かなり前に気になっていた本。実はWebookというもの凄い量の本を読んでいる方の書評を見て、読もうとおもっていて、かなり長い間 そのままになってしまっていた。

花屋をまかされる事になった女性が主人公なのだが……この本のメインストーリーは、あちこちに既に書いてあるので、ここで私が書くまでもないでしょう。自己暗示をかけるような様々な新しい生活習慣をしてみる、それで……というシンデレラ風な物語。

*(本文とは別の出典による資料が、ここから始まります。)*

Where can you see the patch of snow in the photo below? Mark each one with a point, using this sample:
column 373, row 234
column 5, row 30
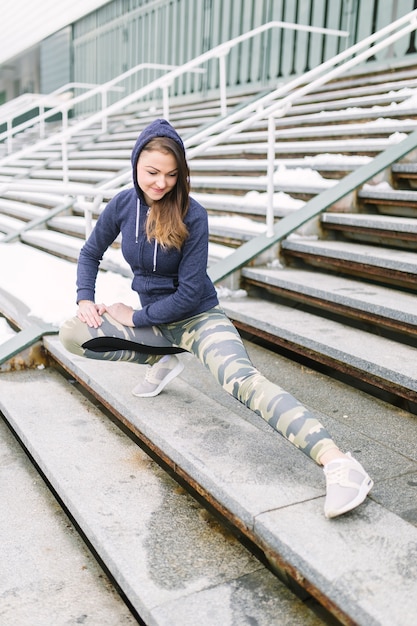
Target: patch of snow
column 47, row 284
column 6, row 332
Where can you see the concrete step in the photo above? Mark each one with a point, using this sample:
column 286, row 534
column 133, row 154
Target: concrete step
column 407, row 172
column 382, row 363
column 388, row 200
column 258, row 167
column 363, row 146
column 48, row 575
column 385, row 265
column 171, row 559
column 268, row 489
column 375, row 304
column 21, row 210
column 399, row 232
column 249, row 183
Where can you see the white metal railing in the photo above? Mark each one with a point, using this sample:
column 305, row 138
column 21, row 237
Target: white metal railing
column 162, row 83
column 266, row 107
column 58, row 104
column 288, row 94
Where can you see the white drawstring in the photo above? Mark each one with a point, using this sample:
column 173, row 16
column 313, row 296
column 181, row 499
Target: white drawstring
column 137, row 219
column 155, row 250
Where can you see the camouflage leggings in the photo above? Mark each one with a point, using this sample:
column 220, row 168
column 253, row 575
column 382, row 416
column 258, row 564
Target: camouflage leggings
column 213, row 339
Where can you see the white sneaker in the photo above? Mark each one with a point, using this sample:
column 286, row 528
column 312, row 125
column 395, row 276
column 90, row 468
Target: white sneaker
column 347, row 486
column 158, row 376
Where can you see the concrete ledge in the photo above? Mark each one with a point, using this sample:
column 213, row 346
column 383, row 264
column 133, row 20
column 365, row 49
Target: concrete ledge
column 256, row 476
column 176, row 565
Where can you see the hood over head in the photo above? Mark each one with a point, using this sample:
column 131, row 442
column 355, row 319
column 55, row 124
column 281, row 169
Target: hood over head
column 157, row 128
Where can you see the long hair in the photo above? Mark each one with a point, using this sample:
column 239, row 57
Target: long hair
column 165, row 222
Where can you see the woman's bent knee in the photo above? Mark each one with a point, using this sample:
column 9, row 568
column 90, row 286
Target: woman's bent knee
column 70, row 335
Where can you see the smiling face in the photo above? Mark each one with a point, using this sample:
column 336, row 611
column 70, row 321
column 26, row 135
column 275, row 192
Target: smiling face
column 157, row 174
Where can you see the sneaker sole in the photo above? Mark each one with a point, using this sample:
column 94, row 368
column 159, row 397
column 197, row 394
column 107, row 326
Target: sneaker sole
column 173, row 373
column 363, row 492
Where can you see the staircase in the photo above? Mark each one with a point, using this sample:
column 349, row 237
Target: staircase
column 338, row 295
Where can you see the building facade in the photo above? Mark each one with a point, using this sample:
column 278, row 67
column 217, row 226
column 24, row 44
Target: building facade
column 121, row 34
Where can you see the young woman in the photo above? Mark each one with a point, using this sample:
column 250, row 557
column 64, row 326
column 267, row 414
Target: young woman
column 165, row 241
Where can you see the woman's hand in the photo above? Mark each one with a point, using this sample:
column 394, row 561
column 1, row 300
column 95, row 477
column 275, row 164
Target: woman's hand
column 121, row 313
column 90, row 313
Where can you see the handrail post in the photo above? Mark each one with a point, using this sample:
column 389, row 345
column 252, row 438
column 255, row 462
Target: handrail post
column 222, row 82
column 9, row 135
column 64, row 149
column 270, row 177
column 41, row 122
column 165, row 99
column 104, row 108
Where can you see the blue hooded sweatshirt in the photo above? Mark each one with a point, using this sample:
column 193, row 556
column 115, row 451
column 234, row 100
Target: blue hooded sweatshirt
column 171, row 284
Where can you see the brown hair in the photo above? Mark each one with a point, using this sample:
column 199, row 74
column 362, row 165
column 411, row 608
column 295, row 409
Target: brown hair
column 166, row 220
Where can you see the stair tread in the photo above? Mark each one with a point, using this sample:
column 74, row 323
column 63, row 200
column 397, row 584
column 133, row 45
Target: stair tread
column 362, row 220
column 47, row 571
column 400, row 260
column 247, row 452
column 151, row 535
column 362, row 350
column 372, row 298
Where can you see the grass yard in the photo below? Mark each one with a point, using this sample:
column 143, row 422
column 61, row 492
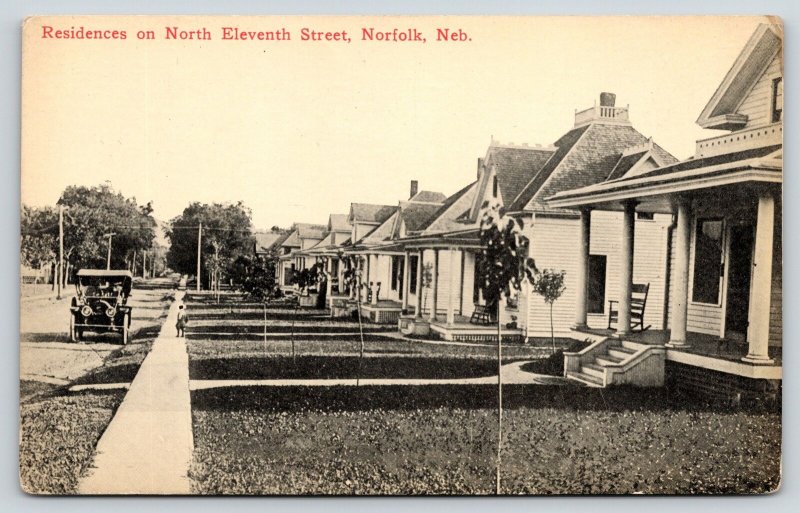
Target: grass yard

実は、私は何かビジネス的な収穫が得られることを期待していたのですが、読んでいて、先日書いた「白いネコはなにをくれた?」と似た部分を感じて、ビジネス系の収穫は諦めた。つまり、そういったビジネス戦略だとかそういったものとは違うという事です。


しかしながら、ちょっと元気になる言葉が色々とありました。
何もしなければ、なにも変わらない。
なにかアクションを起こした人にだけ、変化が訪れる。

そう、「今日がつまらなければ明日もつまらない」、だから何かの変化のアクションをしていくというものだ。基本コンセプトは、先の「白いネコは何をくれた?」と似ている部分がある。さらによみすすめていると、意外と脳科学と関連性があるのか?と思えてきた。

この本の前半は(先に書いた)シンデレラ的ストーリーなのだが、後半がその内容の解説編である。その解説は、ある程度科学的な感じのする解説だった。単なるシンデレラ的な中身ばかりでなかった。

古い脳(自律神経系)は、想像と現実の区別がつかない。その古い脳に働きかける一番効果的なことが、割と単純な「言葉の魔法」なのだ。といっても内容は単なる「口ぐせ」みたいなものだ。
それと印象的な言葉がもう1つ。
夢は"映像"でイメージする
自分の夢や目標は具体的な映像が描けるほどに具体的に考えることが必要。そのイメージに向けて努力していくということでしょう。この2つの点はとても印象的でした。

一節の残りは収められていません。